I can, after decades in this field, legitimately call myself a journalist, author, writer – having worked as a staff reporter and feature writer for three major daily newspapers and on staff for several national magazines as an editor.

That, plus hundreds of freelance pieces.

But the irony of an industry in disruption is that there are now many more people working in public relations — trying to sell stuff — than there are journalists. I get pitches every single day for things I couldn’t care less about from people who clearly couldn’t care less that they’re wasting my time deleting them.

Here’s a post about the rise of “content marketing”:

Content marketing is currently “in,” and brands are finding it’s surprisingly difficult to create compelling content that actually draws in readers. So they’re opening their pocketbooks and are willing to pay for content creation, and if you’re well-positioned with some decent writing credits, you’ll find that there’s plenty of work to go around. There are several freelancer job sites popping up where brands can advertise for these positions.

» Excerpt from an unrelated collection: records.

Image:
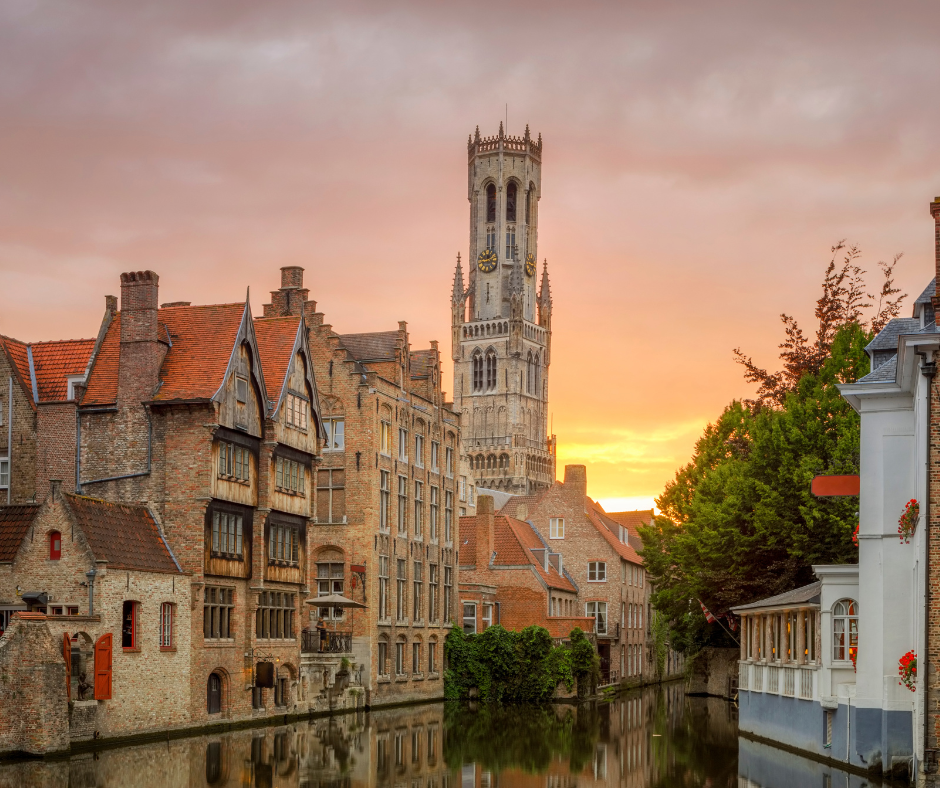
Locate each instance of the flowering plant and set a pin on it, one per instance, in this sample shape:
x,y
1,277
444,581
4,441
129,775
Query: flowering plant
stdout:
x,y
908,521
907,670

Unless you’ve been living under a rock, you’ve likely noticed the news industry has struggled in recent years. Newspapers and magazines have endured thousands of layoffs and freelancers have found, in addition to facing shrinking budgets, news organizations are paying significantly less for digital stories compared to what they paid for print.

And a cheerful piece about why journalism students don’t even want to consider a job doing what the job used to mean — actual reporting.

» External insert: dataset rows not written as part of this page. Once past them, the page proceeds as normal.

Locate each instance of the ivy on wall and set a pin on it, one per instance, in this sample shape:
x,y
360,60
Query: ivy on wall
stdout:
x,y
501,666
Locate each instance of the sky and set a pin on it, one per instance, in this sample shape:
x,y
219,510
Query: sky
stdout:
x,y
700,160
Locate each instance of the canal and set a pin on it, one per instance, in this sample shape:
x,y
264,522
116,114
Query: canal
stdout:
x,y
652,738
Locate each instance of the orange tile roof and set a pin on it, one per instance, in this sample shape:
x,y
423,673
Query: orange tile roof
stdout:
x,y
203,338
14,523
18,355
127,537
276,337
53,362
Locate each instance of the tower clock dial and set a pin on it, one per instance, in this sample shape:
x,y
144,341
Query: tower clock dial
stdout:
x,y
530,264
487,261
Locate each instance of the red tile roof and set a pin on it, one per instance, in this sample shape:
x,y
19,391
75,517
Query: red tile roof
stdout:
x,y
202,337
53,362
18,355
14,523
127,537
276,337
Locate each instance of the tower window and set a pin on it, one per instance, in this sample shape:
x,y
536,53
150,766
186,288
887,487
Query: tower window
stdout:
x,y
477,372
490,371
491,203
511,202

I have several friends who teach journalism, both undergrad and graduate level, and find a scary trend — students who sit at their desks, Google and think that’s journalism. My friends have to shove them out of the building to actually look at stuff and talk to strangers, some of whom are intimidating as hell and two to three times their age.

Yes, really!

It could be funny, perhaps, if all those PR people weren’t being paid to make everything look and sound shiny.

It could be funny if the people being hired to pump this stuff out weren’t really young and utterly inexperienced, like the editor who sent me an email I literally could not understand.

This is the person being paid to edit me, two years after leaving college.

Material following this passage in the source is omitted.